Our Hindustan Times op-ed, “Punjab, VB–G RAM G, and the Limits of a ‘Special Session’,” published today (December, 28) looks past the predictable theatre of resolutions and speeches to ask a harder, more practical question: what can a state government actually do once Parliament has changed the national framework of rural employment protection? A Vidhan Sabha resolution cannot repeal a central statute. But it need not be meaningless—if it is used to announce a strategy that protects workers in real time.
The article advances five concrete measures Punjab can pursue.
First, a federal legal response: if the redesigned framework shifts financial and administrative burdens to states in a way that weakens enforceability, Punjab should consider a tightly drafted Centre–State challenge—preferably with other states—to seek judicial clarity on funding responsibility, transparency of allocations and worker protections.
Second, state legislation within Punjab’s own domains: while Punjab cannot override a central Act, it can enact a complementary “top-up” framework anchored in state subjects—minor irrigation, water conservation, village commons, rural sanitation, panchayat infrastructure and community assets—funding additional employment days, maintaining a ready shelf of works, and strengthening grievance redress and social audit.

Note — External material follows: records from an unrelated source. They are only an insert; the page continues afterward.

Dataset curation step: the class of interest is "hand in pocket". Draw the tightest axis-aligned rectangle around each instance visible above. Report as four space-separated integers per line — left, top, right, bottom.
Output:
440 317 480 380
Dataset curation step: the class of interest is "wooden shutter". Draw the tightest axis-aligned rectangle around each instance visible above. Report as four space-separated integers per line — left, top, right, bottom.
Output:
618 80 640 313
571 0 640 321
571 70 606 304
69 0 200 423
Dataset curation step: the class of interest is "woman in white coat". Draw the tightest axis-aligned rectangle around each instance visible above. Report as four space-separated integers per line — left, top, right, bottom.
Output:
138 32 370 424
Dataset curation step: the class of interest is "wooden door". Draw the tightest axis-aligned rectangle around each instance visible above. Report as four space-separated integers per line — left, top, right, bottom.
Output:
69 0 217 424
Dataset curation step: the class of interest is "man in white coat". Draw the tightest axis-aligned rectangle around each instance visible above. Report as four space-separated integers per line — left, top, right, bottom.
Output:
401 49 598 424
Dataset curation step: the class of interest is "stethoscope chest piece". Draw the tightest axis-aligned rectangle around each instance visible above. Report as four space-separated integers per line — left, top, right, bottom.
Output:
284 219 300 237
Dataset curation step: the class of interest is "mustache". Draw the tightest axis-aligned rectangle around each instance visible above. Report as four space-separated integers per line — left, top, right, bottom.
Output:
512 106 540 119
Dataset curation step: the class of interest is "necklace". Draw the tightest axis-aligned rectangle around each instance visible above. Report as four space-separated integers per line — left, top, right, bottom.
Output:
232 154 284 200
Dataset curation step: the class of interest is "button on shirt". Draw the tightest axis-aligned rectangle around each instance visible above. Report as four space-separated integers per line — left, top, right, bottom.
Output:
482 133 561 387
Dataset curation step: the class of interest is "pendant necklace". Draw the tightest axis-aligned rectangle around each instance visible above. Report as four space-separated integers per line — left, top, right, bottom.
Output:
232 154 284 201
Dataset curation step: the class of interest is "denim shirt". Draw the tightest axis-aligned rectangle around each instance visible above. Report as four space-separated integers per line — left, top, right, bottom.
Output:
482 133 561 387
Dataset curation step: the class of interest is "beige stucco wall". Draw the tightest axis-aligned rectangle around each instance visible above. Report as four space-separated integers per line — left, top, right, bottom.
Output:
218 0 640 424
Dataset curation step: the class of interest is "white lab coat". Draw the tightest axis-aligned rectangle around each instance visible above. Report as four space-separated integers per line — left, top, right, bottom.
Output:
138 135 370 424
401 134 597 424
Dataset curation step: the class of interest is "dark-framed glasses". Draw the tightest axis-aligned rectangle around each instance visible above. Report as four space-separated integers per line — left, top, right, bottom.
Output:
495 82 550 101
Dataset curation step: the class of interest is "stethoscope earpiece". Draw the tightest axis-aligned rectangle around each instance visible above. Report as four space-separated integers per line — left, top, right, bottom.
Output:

Third, a wage strategy rather than annual letters: the notified wage gap is stark—Haryana ₹400/day versus Punjab ₹346/day (2025–26). The state can pilot a targeted, time-bound wage top-up for vulnerable households, lean seasons or priority works, instead of allowing the disparity to depress demand.
Fourth, prevent rationing-by-treasury: if fiscal exposure rises, Punjab must avoid “managing” demand by delaying sanctions and payments. A modest, ring-fenced stabilisation buffer linked to demand signals can keep employment real rather than notional.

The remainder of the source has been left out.